Mais s’agissait-il d’un coup d’éclat accidentel, chaotique, d’un « pétage de plomb » comme il y en a parfois en politique ? Pas vraiment. En effet, Jean-Luc Mélenchon « l’insoumis » revendique un droit à la colère. Le lendemain des évènements, il l’invoque au micro de BFM TV : « On nous perquisitionne comme si on était une bande de voleurs dans tout le pays, c’est pas normal, donc j’ai le droit de le dire, j’ai le droit de me fâcher ». Ce qui au premier abord pouvait sembler être une scène de dérapage est en réalité la mise en scène presque théâtrale d’une « juste colère ».

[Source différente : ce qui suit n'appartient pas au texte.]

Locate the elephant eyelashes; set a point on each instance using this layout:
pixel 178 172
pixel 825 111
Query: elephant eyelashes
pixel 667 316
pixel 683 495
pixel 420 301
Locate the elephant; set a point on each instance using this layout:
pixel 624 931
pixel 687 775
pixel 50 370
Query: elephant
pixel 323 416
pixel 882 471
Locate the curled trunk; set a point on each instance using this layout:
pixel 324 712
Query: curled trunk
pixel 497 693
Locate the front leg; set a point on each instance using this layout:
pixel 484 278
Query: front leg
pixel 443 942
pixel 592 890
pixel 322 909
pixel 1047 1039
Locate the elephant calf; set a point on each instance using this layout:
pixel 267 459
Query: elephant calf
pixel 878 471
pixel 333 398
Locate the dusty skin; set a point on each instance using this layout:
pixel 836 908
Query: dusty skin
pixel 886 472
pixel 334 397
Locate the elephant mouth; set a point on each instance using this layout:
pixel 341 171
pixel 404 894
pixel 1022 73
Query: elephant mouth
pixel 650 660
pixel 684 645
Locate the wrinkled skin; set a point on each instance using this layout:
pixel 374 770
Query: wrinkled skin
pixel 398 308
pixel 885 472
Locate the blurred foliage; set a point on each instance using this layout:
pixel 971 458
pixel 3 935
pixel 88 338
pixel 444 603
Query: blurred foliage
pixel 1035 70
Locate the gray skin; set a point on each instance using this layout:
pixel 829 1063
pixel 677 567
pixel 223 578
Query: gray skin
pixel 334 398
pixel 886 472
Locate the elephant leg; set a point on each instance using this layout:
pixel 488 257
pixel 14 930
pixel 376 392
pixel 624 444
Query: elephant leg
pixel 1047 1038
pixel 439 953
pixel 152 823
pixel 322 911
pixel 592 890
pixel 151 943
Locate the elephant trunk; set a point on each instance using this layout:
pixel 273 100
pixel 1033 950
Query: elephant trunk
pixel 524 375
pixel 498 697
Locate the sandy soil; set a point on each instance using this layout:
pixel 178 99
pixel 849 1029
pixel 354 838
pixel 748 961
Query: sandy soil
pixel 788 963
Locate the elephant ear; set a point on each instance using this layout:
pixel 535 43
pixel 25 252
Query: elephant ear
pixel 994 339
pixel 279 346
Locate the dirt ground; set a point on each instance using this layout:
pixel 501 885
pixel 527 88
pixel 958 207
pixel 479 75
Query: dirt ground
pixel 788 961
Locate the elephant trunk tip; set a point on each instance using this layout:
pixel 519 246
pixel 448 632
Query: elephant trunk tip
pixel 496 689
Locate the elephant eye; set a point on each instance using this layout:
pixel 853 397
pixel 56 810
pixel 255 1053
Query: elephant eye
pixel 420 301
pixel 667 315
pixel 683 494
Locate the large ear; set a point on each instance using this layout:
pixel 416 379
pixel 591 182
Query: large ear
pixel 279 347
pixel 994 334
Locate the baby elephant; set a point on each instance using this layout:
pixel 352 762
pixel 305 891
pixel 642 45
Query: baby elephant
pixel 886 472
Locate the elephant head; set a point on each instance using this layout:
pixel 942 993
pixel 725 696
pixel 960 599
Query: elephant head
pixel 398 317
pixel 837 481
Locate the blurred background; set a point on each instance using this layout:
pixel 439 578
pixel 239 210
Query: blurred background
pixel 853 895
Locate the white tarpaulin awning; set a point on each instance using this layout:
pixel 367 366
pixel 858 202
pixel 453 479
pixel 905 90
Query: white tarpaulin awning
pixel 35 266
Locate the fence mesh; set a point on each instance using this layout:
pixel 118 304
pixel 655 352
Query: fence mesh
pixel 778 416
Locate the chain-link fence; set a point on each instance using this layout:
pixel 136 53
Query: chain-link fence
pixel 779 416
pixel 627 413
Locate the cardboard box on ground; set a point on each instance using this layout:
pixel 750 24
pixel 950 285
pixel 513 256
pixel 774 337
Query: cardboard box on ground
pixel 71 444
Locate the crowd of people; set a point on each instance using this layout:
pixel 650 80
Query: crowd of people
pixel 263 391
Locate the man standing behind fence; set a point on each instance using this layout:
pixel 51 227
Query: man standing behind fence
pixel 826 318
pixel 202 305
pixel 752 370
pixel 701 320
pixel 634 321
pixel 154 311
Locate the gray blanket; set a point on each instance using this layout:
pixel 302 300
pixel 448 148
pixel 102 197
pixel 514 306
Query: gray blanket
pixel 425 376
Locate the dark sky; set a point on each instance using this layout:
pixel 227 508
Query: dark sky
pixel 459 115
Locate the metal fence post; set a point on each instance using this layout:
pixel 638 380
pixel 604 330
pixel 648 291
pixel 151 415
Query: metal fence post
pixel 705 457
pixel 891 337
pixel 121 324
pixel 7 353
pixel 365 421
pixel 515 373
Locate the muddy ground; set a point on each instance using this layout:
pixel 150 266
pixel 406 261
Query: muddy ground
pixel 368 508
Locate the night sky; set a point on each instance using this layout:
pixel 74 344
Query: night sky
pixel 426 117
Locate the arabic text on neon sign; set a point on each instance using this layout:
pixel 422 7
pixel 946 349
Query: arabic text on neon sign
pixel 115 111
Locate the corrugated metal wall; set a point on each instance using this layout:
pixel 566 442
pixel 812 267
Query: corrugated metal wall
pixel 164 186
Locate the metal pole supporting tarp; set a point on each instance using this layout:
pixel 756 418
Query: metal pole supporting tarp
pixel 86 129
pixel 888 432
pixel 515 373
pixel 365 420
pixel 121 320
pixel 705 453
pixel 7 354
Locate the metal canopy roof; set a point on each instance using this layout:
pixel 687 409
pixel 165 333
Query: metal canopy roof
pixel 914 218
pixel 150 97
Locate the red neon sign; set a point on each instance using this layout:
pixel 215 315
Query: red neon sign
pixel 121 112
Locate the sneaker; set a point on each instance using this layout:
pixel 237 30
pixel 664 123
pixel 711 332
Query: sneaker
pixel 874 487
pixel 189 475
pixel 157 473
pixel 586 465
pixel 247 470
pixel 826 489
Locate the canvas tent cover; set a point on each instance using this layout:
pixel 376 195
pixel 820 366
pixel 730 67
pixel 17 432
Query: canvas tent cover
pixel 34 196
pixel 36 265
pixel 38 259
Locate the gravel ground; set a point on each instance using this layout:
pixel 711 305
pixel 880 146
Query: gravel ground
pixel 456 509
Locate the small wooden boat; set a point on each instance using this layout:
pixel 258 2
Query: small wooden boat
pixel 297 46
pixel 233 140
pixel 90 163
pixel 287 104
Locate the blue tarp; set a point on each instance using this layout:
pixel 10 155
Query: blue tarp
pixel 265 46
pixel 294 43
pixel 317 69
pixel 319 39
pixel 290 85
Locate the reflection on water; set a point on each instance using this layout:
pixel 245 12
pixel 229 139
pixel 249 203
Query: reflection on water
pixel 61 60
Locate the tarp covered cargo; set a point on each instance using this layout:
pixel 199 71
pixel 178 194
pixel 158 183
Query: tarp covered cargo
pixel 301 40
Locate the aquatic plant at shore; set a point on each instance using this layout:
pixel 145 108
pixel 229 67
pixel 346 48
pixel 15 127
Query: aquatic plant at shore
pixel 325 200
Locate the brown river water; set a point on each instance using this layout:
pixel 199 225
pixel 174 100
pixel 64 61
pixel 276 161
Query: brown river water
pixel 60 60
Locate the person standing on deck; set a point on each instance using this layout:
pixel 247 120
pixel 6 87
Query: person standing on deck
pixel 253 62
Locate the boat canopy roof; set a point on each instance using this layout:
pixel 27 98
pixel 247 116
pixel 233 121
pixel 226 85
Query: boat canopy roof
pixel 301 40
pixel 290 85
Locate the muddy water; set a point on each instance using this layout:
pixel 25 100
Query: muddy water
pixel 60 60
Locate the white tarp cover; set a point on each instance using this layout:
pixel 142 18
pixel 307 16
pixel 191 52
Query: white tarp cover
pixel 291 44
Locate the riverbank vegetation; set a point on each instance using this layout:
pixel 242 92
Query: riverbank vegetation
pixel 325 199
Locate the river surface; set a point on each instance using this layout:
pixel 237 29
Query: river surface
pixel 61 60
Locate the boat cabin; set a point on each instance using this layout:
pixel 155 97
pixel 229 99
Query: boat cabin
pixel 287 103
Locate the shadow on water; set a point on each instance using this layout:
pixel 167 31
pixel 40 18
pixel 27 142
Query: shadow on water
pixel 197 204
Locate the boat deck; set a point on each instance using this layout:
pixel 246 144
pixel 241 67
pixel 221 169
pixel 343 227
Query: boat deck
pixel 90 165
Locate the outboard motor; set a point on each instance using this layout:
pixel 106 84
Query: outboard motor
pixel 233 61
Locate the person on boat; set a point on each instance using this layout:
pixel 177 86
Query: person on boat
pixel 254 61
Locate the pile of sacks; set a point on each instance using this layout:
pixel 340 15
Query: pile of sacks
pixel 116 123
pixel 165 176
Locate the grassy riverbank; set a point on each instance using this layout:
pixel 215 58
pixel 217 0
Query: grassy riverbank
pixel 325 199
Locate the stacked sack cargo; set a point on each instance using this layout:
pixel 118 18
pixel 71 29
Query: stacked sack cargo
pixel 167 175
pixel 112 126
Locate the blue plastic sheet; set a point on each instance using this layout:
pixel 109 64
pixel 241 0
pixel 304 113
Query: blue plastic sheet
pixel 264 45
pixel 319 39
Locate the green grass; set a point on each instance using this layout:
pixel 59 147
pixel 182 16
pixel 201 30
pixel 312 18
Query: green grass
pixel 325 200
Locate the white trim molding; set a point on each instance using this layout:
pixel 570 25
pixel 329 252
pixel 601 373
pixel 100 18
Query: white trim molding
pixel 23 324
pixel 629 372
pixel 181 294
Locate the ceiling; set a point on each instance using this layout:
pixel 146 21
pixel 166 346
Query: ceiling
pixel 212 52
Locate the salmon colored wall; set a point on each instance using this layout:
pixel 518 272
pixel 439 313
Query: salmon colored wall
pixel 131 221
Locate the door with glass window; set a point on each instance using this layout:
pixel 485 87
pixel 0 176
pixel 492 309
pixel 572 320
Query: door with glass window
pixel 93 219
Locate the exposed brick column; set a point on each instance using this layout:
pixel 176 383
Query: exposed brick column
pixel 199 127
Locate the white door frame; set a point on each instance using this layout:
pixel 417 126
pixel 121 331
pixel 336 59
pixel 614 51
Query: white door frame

Alors que pour la plupart des politiques, la colère reste un élément de langage qui est censé traduire l’état d’esprit des gens qu’ils défendent (la « colère des Français »), la colère est dans ce cas incarnée par l’homme politique. Il n’y a en Français qu’un seul terme pour nommer la colère, terme qui provient du grec kholè signifiant la « bile », la colère étant donc conçue dans notre langue comme l’échauffement de cette bile. C’est pourquoi elle est souvent associée à une émotion suspecte, prompte à déborder et à faire perdre la raison. D’ailleurs, le colérique est souvent opposé au véritable homme politique. C’est Michael Corleone qui devient le Parrain, pas son frère Sony qui à force d’emportement finit par mourir criblé de balles. Mais le Grec, plus riche lexicalement, propose deux mots pour rendre compte de cette passion : thumos et orgè. Thumos renvoie au désordre, au trouble, à l’excès : c’est Hérode tuant les nouveaux-nés ou encore Anakin Skywalker massacrant les hommes des sables. L’orgè, au contraire, renvoie à une colère légitime face à une situation jugée scandaleuse. N’est capable d’orgè qu’une âme forte, qui se refuse à rester passive devant le désordre, la démesure, l’hybris. Cette colère juste, pleine d’énergie et de force, c’est par exemple celle du Christ qui chasse les marchands du temple.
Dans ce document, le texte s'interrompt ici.